Hallaç
Leyla Erbil yazarının Hallaç kitabı da dahil olmak üzere birçok dosya aşağıdaki bölümleri de içerebilir:
- imza dosyası: çeşitli varlıklar için dijital imzalar içerir.
- şifreleme.xml: yayımlama kaynaklarının şifrelenmesiyle ilgili bilgileri içerir. (Yazı tipi gizleme kullanılıyorsa bu dosya gereklidir.)

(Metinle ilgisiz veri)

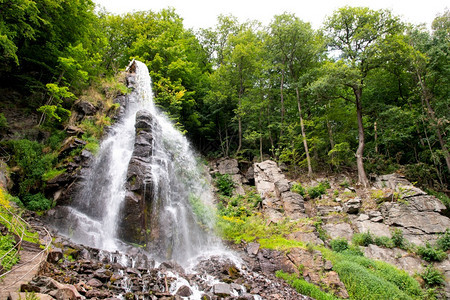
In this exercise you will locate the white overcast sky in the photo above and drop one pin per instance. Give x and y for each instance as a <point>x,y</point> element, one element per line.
<point>203,13</point>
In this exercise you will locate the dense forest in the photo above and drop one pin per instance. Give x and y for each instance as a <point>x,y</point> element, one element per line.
<point>367,92</point>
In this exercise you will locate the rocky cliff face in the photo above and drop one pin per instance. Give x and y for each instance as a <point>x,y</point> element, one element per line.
<point>139,218</point>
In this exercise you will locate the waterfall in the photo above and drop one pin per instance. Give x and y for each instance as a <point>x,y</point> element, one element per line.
<point>170,180</point>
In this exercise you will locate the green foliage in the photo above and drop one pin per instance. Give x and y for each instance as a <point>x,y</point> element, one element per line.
<point>432,277</point>
<point>430,253</point>
<point>339,245</point>
<point>363,239</point>
<point>32,162</point>
<point>365,278</point>
<point>383,241</point>
<point>50,174</point>
<point>225,184</point>
<point>441,196</point>
<point>398,239</point>
<point>341,155</point>
<point>255,227</point>
<point>304,287</point>
<point>56,138</point>
<point>298,188</point>
<point>7,244</point>
<point>3,122</point>
<point>37,202</point>
<point>204,214</point>
<point>318,190</point>
<point>443,242</point>
<point>239,205</point>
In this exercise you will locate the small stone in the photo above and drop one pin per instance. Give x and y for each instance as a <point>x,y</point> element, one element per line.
<point>97,294</point>
<point>377,219</point>
<point>252,249</point>
<point>184,291</point>
<point>362,217</point>
<point>63,294</point>
<point>54,255</point>
<point>94,283</point>
<point>222,289</point>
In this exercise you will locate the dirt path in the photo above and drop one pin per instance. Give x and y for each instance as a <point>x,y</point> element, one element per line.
<point>31,258</point>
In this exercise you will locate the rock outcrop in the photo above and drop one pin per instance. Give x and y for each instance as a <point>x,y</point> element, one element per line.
<point>138,210</point>
<point>230,166</point>
<point>274,189</point>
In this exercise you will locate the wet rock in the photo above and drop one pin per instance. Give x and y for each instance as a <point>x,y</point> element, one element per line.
<point>222,290</point>
<point>227,166</point>
<point>307,237</point>
<point>252,249</point>
<point>137,208</point>
<point>102,274</point>
<point>390,181</point>
<point>100,294</point>
<point>400,258</point>
<point>293,205</point>
<point>352,206</point>
<point>339,230</point>
<point>84,108</point>
<point>73,130</point>
<point>22,296</point>
<point>271,261</point>
<point>375,228</point>
<point>94,283</point>
<point>55,255</point>
<point>332,280</point>
<point>64,294</point>
<point>274,189</point>
<point>184,291</point>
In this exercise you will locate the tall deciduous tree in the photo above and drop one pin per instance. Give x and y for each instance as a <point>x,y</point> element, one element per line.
<point>355,33</point>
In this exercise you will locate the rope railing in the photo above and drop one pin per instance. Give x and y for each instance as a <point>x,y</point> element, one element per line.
<point>4,155</point>
<point>18,225</point>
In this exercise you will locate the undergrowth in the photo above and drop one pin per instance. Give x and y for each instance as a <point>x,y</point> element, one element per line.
<point>304,287</point>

- meta veriler: kapsayıcı hakkında meta verileri depolamak için kullanılır.
- haklar: Hallaç kitabının dijital haklarıyla ilgili bilgileri depolamak için kullanılır.
XHTML içerik belgeleri ayrıca zengin meta verilerle Hallaç kitap işaretlemesine açıklama ekleme olanakları içerir, bu da onları hem işleme hem de erişilebilirlik amaçları için anlamsal olarak daha anlamlı ve kullanışlı hale getirir.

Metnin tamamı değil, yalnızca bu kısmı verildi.